Anyway, "conservative" "ideological purity" just makes the Republican Party even crazier and less responsive to middle class issues, our purges make the Democratic Party more responsive to average voters and more small "d" democratic. That's no eff-up.
I respectfully disagree. I think that the Republicans do speak to middle class issues, and very effectively in comparison to most Democrats. It is probably only that they've been such naked, catastrophic failures over the past eight years that they've lost credibility and majority power.
I believe that there is a large constituency that is sympathetic to populist conservatism, mostly because liberals have yet to effectively address that population. Liberals haven't had the opportunity to speak, have our ideas debated and prove ourselves through successful governance because the Democratic party is controlled by a centrist faction (the DLC and New Democrats) who are largely hostile to liberalism, liberals and popular accountability in general. We can't get a fair hearing. The people who speak "for us" on Meet The Press are centrists --either politicians or journos-- matched up against movement conservatives.
Also, the right has an established messaging infrastructure all to themselves, while we largely depend on institutional media, which are dominated by centrists or their corporatist allies. The left has nothing analogous that's that large and organized...yet. Liberals who do make their way up the establishment ladder do so by appealing to elites, and looking the other way when press corps hierarchy and conventions damage our interests.
The whole "crazy Republicans" thing is a way for the centrists who control our discourse to demean populism, period. The only reason they're "crazy" now is because they're accountable to their base, which the political-media establishment despises and fears.
We fucked up, because "our purges" will be portrayed by our populism-fearing political press corps as identical to the right's, and indicative of our decline. The whole idea of being "responsive to average voters" in a way that doesn't come from Madison Avenue techniques is alien, and will be denounced as subversive, just like the tea party movement ultimately was --not because it was portrayed as inauthentic astro-turfing, but because it was portrayed as authentic, angry people demanding things from politicians.
It's not that the people at the Post and NBC hate the right and believe they're wrong on the merits when they mock the tea partiers, it's that they don't have respect for normal people expressing themselves in an unmanaged way --right or left. When they mock the tea partiers, it's just another version of their contempt for us.

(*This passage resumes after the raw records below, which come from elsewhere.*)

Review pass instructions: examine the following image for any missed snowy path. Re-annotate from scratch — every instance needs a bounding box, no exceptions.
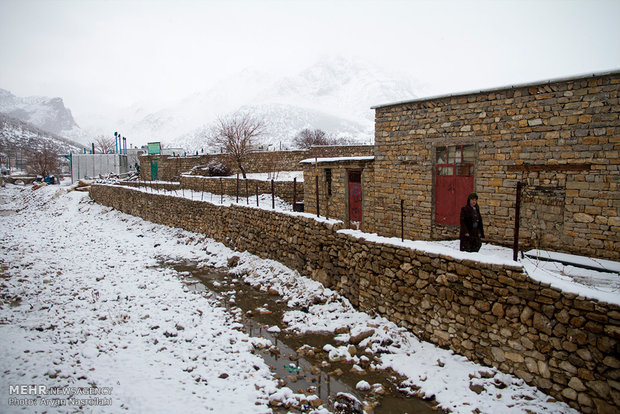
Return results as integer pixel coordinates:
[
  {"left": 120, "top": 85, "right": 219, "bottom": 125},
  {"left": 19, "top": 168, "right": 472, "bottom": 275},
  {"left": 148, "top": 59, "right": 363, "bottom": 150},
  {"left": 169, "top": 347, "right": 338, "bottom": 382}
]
[
  {"left": 0, "top": 186, "right": 574, "bottom": 413},
  {"left": 0, "top": 187, "right": 275, "bottom": 413}
]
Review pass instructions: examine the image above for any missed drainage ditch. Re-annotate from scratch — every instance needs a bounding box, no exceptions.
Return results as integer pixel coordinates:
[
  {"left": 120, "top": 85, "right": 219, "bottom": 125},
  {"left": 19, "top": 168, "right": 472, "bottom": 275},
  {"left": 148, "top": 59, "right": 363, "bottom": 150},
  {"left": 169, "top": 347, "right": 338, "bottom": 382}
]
[{"left": 163, "top": 260, "right": 441, "bottom": 414}]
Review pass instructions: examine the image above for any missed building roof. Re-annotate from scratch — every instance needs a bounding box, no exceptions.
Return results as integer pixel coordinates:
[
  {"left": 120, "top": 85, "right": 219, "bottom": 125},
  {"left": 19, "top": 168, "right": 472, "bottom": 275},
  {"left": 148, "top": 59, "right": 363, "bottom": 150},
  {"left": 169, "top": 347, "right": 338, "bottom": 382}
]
[
  {"left": 370, "top": 70, "right": 620, "bottom": 109},
  {"left": 299, "top": 156, "right": 375, "bottom": 164}
]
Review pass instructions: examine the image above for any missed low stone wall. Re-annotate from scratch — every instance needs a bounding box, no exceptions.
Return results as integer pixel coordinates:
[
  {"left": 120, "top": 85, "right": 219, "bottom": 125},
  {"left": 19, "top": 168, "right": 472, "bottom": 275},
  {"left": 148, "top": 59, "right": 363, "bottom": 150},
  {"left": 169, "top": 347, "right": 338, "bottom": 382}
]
[
  {"left": 181, "top": 175, "right": 304, "bottom": 203},
  {"left": 90, "top": 185, "right": 620, "bottom": 413},
  {"left": 140, "top": 145, "right": 374, "bottom": 181}
]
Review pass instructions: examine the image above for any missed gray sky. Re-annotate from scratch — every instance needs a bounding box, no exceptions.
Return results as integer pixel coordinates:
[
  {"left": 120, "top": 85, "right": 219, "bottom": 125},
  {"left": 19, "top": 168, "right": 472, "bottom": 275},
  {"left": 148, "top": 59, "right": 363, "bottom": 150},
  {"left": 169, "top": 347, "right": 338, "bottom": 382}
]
[{"left": 0, "top": 0, "right": 620, "bottom": 123}]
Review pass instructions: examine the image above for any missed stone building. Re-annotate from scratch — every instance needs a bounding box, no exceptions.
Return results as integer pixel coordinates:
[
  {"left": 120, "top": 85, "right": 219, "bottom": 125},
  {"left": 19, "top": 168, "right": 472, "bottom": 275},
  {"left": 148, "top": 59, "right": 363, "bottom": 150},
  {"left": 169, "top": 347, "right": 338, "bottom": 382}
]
[
  {"left": 140, "top": 145, "right": 373, "bottom": 181},
  {"left": 305, "top": 71, "right": 620, "bottom": 259}
]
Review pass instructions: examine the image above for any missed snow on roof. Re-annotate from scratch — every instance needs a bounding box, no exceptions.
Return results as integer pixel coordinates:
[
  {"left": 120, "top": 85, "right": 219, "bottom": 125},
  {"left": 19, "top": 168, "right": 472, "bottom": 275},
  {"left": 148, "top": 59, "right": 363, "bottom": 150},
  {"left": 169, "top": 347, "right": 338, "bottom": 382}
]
[
  {"left": 370, "top": 70, "right": 620, "bottom": 109},
  {"left": 299, "top": 156, "right": 375, "bottom": 164}
]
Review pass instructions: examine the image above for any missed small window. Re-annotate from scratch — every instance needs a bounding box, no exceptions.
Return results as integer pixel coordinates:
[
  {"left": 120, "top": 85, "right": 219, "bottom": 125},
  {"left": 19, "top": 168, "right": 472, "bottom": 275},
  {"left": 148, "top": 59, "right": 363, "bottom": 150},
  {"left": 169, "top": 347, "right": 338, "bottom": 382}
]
[
  {"left": 349, "top": 171, "right": 362, "bottom": 183},
  {"left": 325, "top": 168, "right": 332, "bottom": 196},
  {"left": 437, "top": 147, "right": 448, "bottom": 164},
  {"left": 463, "top": 145, "right": 476, "bottom": 163},
  {"left": 456, "top": 164, "right": 474, "bottom": 176}
]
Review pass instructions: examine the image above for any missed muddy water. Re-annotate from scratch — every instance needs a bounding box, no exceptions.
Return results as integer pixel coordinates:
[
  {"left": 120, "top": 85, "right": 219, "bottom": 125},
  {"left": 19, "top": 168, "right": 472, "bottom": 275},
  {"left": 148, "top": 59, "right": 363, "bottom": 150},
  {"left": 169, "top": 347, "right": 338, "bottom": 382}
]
[{"left": 166, "top": 262, "right": 438, "bottom": 414}]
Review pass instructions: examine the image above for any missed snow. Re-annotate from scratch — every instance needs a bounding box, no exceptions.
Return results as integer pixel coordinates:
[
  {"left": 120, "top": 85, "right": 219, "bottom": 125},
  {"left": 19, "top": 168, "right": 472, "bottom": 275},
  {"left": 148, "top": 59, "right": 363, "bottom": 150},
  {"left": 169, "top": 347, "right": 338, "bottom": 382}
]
[
  {"left": 0, "top": 185, "right": 276, "bottom": 413},
  {"left": 299, "top": 156, "right": 375, "bottom": 164},
  {"left": 108, "top": 181, "right": 342, "bottom": 225},
  {"left": 183, "top": 171, "right": 304, "bottom": 182},
  {"left": 0, "top": 185, "right": 604, "bottom": 413},
  {"left": 524, "top": 249, "right": 620, "bottom": 273},
  {"left": 338, "top": 229, "right": 620, "bottom": 305}
]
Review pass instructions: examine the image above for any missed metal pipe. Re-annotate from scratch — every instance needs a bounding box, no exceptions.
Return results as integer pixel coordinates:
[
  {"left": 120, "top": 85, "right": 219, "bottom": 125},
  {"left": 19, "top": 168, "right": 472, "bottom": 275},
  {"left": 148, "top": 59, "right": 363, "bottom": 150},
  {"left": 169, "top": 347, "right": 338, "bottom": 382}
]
[
  {"left": 293, "top": 177, "right": 297, "bottom": 211},
  {"left": 512, "top": 182, "right": 523, "bottom": 262},
  {"left": 400, "top": 199, "right": 405, "bottom": 241},
  {"left": 314, "top": 174, "right": 321, "bottom": 217}
]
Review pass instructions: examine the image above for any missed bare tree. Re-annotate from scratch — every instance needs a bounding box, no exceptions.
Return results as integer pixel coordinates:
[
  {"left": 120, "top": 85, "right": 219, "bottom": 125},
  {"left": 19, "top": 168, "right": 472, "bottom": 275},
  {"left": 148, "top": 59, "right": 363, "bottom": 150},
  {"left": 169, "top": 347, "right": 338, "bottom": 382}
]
[
  {"left": 209, "top": 112, "right": 265, "bottom": 178},
  {"left": 293, "top": 128, "right": 333, "bottom": 148},
  {"left": 27, "top": 146, "right": 61, "bottom": 177},
  {"left": 95, "top": 135, "right": 116, "bottom": 154}
]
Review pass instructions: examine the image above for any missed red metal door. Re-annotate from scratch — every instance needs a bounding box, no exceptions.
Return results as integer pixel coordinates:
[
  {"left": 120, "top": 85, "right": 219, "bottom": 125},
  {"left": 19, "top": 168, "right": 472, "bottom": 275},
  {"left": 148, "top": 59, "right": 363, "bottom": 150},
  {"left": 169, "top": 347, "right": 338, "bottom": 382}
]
[
  {"left": 349, "top": 171, "right": 362, "bottom": 229},
  {"left": 435, "top": 167, "right": 474, "bottom": 226},
  {"left": 435, "top": 171, "right": 456, "bottom": 224}
]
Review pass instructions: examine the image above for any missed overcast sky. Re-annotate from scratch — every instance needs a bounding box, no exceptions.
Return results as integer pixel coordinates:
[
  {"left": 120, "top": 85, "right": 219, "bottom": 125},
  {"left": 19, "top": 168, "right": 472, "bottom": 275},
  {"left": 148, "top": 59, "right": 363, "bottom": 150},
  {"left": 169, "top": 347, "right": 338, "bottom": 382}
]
[{"left": 0, "top": 0, "right": 620, "bottom": 123}]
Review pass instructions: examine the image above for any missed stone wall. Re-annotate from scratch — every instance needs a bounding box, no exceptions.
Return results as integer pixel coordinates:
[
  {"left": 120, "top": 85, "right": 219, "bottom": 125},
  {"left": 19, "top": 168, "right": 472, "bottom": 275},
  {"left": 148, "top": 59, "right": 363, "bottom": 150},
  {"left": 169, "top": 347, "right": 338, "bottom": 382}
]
[
  {"left": 90, "top": 185, "right": 620, "bottom": 413},
  {"left": 140, "top": 145, "right": 374, "bottom": 181},
  {"left": 181, "top": 175, "right": 304, "bottom": 203},
  {"left": 303, "top": 160, "right": 374, "bottom": 230},
  {"left": 364, "top": 72, "right": 620, "bottom": 259}
]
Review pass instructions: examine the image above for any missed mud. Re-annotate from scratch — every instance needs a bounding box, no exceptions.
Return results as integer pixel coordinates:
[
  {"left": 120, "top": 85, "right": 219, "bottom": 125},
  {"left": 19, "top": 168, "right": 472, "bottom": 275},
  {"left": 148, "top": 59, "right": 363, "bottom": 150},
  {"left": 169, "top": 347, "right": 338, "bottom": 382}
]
[{"left": 165, "top": 261, "right": 441, "bottom": 414}]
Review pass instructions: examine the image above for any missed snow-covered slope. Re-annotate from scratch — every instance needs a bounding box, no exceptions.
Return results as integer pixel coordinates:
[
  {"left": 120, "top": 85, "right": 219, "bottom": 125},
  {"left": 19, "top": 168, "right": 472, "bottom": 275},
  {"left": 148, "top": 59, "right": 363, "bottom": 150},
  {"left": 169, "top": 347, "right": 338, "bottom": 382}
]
[
  {"left": 0, "top": 113, "right": 81, "bottom": 157},
  {"left": 118, "top": 57, "right": 424, "bottom": 151},
  {"left": 0, "top": 89, "right": 79, "bottom": 135}
]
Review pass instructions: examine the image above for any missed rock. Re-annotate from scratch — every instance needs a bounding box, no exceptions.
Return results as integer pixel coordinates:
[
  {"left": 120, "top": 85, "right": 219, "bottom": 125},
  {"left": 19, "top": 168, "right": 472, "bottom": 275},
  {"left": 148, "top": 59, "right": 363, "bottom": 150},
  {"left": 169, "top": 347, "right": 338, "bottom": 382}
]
[
  {"left": 349, "top": 329, "right": 375, "bottom": 345},
  {"left": 347, "top": 345, "right": 357, "bottom": 356},
  {"left": 568, "top": 377, "right": 587, "bottom": 392},
  {"left": 469, "top": 383, "right": 485, "bottom": 395},
  {"left": 573, "top": 213, "right": 594, "bottom": 223},
  {"left": 329, "top": 368, "right": 344, "bottom": 377},
  {"left": 228, "top": 256, "right": 240, "bottom": 267},
  {"left": 355, "top": 380, "right": 370, "bottom": 391}
]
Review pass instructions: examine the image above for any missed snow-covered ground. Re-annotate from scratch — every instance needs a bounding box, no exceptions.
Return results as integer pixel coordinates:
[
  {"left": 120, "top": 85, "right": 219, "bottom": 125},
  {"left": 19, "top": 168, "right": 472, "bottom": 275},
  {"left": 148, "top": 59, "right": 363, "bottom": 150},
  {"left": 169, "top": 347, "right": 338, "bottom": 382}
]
[{"left": 0, "top": 185, "right": 588, "bottom": 413}]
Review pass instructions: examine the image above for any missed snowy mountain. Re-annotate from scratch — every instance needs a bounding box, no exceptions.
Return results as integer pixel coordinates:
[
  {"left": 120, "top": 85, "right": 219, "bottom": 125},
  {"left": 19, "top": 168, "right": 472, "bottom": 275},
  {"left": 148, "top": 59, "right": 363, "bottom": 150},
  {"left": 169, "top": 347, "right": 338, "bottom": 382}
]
[
  {"left": 0, "top": 113, "right": 81, "bottom": 162},
  {"left": 113, "top": 57, "right": 417, "bottom": 151},
  {"left": 0, "top": 89, "right": 79, "bottom": 135}
]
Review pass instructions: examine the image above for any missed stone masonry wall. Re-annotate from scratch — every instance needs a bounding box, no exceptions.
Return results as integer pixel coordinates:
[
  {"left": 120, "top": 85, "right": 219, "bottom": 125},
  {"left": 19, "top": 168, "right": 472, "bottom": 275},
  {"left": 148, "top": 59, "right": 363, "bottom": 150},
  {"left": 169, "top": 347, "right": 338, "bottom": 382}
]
[
  {"left": 303, "top": 161, "right": 373, "bottom": 230},
  {"left": 140, "top": 145, "right": 374, "bottom": 181},
  {"left": 90, "top": 185, "right": 620, "bottom": 413},
  {"left": 181, "top": 175, "right": 304, "bottom": 204},
  {"left": 364, "top": 72, "right": 620, "bottom": 260}
]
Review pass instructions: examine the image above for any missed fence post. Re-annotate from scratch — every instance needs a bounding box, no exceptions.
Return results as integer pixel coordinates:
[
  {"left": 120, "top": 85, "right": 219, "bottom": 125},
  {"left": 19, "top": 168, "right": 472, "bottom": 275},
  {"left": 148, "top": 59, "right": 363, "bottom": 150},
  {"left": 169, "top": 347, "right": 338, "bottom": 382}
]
[
  {"left": 400, "top": 199, "right": 405, "bottom": 241},
  {"left": 293, "top": 177, "right": 297, "bottom": 211},
  {"left": 314, "top": 173, "right": 321, "bottom": 217},
  {"left": 512, "top": 181, "right": 523, "bottom": 262}
]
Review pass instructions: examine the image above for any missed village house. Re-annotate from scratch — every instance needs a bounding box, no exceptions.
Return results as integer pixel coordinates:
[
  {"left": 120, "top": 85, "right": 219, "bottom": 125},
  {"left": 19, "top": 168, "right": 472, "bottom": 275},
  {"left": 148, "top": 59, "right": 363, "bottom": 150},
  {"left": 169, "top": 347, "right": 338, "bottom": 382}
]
[{"left": 302, "top": 71, "right": 620, "bottom": 260}]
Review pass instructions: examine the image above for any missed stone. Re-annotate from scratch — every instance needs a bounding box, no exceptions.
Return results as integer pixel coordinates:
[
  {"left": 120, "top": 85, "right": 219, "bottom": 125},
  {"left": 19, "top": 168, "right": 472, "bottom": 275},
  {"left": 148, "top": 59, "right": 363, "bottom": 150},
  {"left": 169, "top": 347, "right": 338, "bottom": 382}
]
[
  {"left": 519, "top": 306, "right": 534, "bottom": 323},
  {"left": 568, "top": 377, "right": 587, "bottom": 392},
  {"left": 491, "top": 347, "right": 506, "bottom": 362},
  {"left": 491, "top": 302, "right": 504, "bottom": 318},
  {"left": 533, "top": 312, "right": 551, "bottom": 335}
]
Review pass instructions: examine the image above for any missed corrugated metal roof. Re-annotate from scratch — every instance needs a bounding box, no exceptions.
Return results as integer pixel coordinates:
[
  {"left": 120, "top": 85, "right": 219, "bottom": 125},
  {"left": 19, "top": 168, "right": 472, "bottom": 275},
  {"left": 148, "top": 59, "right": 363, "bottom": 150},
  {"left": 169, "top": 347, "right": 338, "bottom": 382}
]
[{"left": 370, "top": 69, "right": 620, "bottom": 109}]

Does anyone really imagine that elites like Chuck Todd and Andrea Mitchell, or David Gregory and Brian Williams, or Joe Klein and David Ignatius, or Rick Stengel and Ruth Marcus think there's any difference between the "activist, liberal base" of the Democratic party --people who opposed the Iraq war in 2003, for example-- and the firearms-at-rallies popular right?
We fucked up.
When the rightists demanded the Republican party be accountable to the folks who reliably turn up and vote, and who donate their time and effort to elect candidates and spread messages, and who show up across the country and in the capitol at political rallies, we should have cheered, not screamed "Oh my god, look at the crazy people carrying signs and demonstrating!". We should have said "Good for them! That's democracy in action," not "They're crazy to think that politicians should be accountable! They're sure to lose elections!" We should have talked about how it would motivate the Republican base in 2010, instead of reciting the anti-populist, centrist CW script about how people "naturally gravitate toward the center."
We took our eye off of the ball, and let ourselves be manipulated. Look, how can we call the GOP crazy, and then say that the goal of legislation should be "finding common ground" with their representatives in Congress? Let's not kid ourselves: the Republican Party isn't being called crazy on our behalf --Krauthammer, Gingrich, the Cheneys & co still have platforms, don't they?-- it's that ordinary people are being called crazy again, and this time they're Republicans.
We fucked up because, when it comes right down to it, so many of us just love to hate the right, so much so that we forget about the center who hates us even more. We so predictably love to hate the right so much that we just can't seem to get our minds around the notion that such reactions are being manipulated largely to keep us out of power.